The human adviser needs to be even more human.
“The people who will survive will be more holistic,” Kurtz says.
“They are seeking out access to tailored, white-glove services,” Diamond says.
Those skills are beyond computers, for now. That’s why Alex Benke, director of advice products at Betterment, thinks financial advisers will continue to have jobs. But those jobs are changing.
“I think what is being disrupted is the selling of a portfolio and not doing anything else,” Benke said. “We’ve commodified the portfolio piece.”
Betterment, based in New York City, manages $3 billion for 118,000 customers. There’s no minimum balance -- another development that has spread to traditional financial advisers who are hoping to capture investors earlier. At Betterment, fees range from 0.15 percent to 0.35 percent of assets. That’s significantly less than the typical adviser fee, which hovers around 1 percent.
Betterment plans to start offering 401(k) services to companies in 2016. Earlier this year it launched a service for advisers that allows them to provide robo-services to their own clients.
Wealthfront, based in Palo Alto, Calif., charges a 0.25 percent management fee on accounts above $10,000 and no fee below that, with a $500 minimum.
Robo-advisers ask customers their age, income and questions gauging risk tolerance before selecting a series of exchange-traded funds. Many of the companies also offer tax-loss harvesting and automatic re-balancing. All decisions are made by algorithms.
It’s the continuation of a long-running trend toward technological innovation and lower fees in financial services, says Nash, Wealthfront president. In 1975, Charles Schwab opened its doors as the nation’s first discount brokerage. Then Vanguard introduced index funds. More recently, exchange-traded funds became popular.
Now, it’s algorithm-driven investments.
Some of the larger firms have decided to imitate the newcomers. Both Schwab and Vanguard launched robo-adviser services earlier this year. And smaller advisers talk about the potential for continued downward pressure on their own fees from these new low-cost rivals.
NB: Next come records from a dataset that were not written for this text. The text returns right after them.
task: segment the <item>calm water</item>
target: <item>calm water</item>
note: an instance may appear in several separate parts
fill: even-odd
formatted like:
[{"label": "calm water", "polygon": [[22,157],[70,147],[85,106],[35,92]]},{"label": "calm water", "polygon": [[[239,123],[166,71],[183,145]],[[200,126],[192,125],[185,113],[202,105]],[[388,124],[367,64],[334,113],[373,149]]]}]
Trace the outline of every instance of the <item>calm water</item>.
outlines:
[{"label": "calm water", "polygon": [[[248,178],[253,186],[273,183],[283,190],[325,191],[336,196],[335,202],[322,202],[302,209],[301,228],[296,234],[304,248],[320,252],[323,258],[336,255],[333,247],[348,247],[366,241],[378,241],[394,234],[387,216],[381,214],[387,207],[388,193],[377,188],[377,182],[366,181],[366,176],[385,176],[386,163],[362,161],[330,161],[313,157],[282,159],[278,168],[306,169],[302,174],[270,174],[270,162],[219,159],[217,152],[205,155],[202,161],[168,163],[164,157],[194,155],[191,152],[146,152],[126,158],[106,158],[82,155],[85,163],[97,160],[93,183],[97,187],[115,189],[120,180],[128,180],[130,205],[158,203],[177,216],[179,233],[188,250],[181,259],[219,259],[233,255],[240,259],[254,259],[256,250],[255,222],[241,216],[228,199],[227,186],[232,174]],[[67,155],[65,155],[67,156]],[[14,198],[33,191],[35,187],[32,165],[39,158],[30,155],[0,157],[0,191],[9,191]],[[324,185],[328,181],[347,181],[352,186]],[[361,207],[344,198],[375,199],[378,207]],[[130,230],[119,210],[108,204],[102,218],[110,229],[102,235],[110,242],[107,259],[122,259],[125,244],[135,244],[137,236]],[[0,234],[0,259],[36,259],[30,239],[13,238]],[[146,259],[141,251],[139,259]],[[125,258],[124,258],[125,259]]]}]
That’s not the only problem facing the industry. The profession is graying – the average adviser is 51, with fewer than 5 percent younger than 30, according to Cerulli Associates. At many industry conferences, there’s at least one session on planning for the death of a lead financial adviser.
“It’s concerning,” said Brown, head of the personal financial advisers association.
But with a third of advisers heading to retirement in the next decade, there’s a huge opportunity -- for someone, whether it's humans or computers.
Nash says Wealthfront is “optimized for millennials.” That’s the target market. Sixty percent of its clients are under 35 years old.
Betterment noted that while millennials make up the bulk of its customers, 30 percent of its business comes from clients older than 50.
The question is who will capture the next wave of investors -- someone like Yazmin Chavira, whose views on investing show how messy and contested the future of financial advising will likely be.
Chavira, 31, is a math teacher living in Long Island City, N.Y. She got interested in investing a couple years ago. The negligible interest rate on her bank account was not cutting it. At first, she considered opening a self-directed account to buy index funds. But she kept looking.
A financial adviser would be too expensive, Chavira thought. And her situation was not complicated. She knew her parents preferred sitting down with someone to discuss finances. But she already entrusted so much of her life to computers – banking, health insurance, travel booking and shopping. She started reading about robo-advisers. She was intrigued.
“Humans can make mistakes,” Chavira says. “Computers do only what we ask them to do.”
She opted to open an account with Betterment.
But, Chavira says, if one day she felt the need, she wouldn’t rule out visiting a human for financial advice.